Recomposição de equipes
e médico a mais
O tema da recomposição de equipes apareceu a partir de perguntas de ouvintes durante a transmissão ao vivo, especialmente sobre atendimento odontológico. Ortega explicou que, no período da intervenção, contratos com profissionais Pessoa Jurídica não foram renovados por descumprimento de cláusulas contratuais. “Se havia apontamento de não cumprimento de cláusulas de contrato, não havia sentido da gente estar prorrogando esses contratos”, afirmou. Ele justificou a medida com a lógica do modelo PJ. “No PJ não cabe faltar, porque ele é uma empresa. Então, se alguém falta, tem que repor, e isso não estava acontecendo.”
“Os dentistas e os médicos todos estão repostos”, afirmou. Ele explicou ainda que a Secretaria passou a trabalhar com um profissional a mais para cobrir eventuais ausências. “Nós temos dez estratégias de saúde da família, mas hoje temos onze médicos, exatamente para não deixar ninguém desassistido.”
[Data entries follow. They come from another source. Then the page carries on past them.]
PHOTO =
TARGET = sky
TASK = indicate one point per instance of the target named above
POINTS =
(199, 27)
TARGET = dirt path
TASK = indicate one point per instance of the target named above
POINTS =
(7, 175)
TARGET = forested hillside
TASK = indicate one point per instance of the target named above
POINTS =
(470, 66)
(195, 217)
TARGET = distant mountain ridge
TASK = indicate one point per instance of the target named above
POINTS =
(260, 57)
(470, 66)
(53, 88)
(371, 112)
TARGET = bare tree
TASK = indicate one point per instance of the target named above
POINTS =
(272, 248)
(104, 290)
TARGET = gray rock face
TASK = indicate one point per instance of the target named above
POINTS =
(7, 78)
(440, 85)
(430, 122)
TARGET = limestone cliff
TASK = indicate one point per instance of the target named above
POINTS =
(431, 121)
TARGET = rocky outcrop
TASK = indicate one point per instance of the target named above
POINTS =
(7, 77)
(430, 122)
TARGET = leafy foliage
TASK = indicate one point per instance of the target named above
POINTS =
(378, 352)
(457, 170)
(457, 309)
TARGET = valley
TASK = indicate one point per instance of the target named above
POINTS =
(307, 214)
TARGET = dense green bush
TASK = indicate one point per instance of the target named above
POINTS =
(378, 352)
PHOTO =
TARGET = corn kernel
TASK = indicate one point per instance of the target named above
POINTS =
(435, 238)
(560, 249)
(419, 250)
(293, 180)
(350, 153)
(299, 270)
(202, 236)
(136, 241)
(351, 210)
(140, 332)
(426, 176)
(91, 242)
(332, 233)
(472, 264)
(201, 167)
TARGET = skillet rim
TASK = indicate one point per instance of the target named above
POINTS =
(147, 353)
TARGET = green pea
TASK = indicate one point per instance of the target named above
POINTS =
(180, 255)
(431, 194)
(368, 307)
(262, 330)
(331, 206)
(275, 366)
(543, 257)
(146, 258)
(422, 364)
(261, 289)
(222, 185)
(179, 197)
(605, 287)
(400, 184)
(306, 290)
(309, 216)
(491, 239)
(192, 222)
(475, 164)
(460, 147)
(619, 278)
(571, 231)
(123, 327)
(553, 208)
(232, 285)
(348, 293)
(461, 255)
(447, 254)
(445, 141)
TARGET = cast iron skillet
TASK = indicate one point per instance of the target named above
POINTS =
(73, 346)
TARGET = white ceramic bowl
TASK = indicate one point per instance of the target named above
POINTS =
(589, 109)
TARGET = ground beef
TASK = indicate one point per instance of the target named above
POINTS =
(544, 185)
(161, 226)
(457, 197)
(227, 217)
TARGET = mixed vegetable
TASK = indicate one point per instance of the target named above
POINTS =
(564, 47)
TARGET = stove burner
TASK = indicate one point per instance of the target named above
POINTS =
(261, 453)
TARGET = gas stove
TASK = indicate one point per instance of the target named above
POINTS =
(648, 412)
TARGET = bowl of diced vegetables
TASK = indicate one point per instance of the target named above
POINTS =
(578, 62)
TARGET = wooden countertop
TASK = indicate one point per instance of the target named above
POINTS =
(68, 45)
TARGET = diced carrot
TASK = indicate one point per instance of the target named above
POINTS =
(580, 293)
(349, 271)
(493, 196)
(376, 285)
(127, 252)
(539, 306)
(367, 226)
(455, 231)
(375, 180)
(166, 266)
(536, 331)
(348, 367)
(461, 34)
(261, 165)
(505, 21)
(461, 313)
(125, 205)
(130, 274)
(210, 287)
Nesse processo, Ortega destacou o alinhamento com a atual presidência do Hospital que, passou a atuar em sintonia com a Prefeitura, a Diretoria de Saúde, o Conselho Municipal de Saúde e a comissão de acompanhamento do contrato. Ortega afirmou que a gestão hospitalar tem participado das tratativas para regularizar pendências administrativas e financeiras, inclusive na busca por soluções bancárias que permitam a abertura de contas específicas da intervenção, garantindo a regularidade dos pagamentos e da prestação de contas.
Ortega disse ainda que a expectativa é de melhora gradual ao longo de 2026. “A gente acredita que em cerca de seis meses, até o final do primeiro semestre de dois mil e vinte e seis, já teremos resultados muito melhores do que os atuais”, afirmou, mencionando o alinhamento com a DRS, os servidores municipais da saúde e os profissionais da OS.
Por fim, o interventor comparou o modelo adotado em Piraju com intervenções totais realizadas em outras cidades e destacou que a escolha local foi diferente por responsabilidade fiscal. Ele afirmou que a intervenção parcial também foi necessária para corrigir glosas apontadas pelo Ministério Público e pelo Tribunal de Contas. “O investimento do município em saúde, que por lei é de quinze por cento, está passando de trinta por cento. Se se gasta bastante, a saúde precisa estar à contento”, concluiu.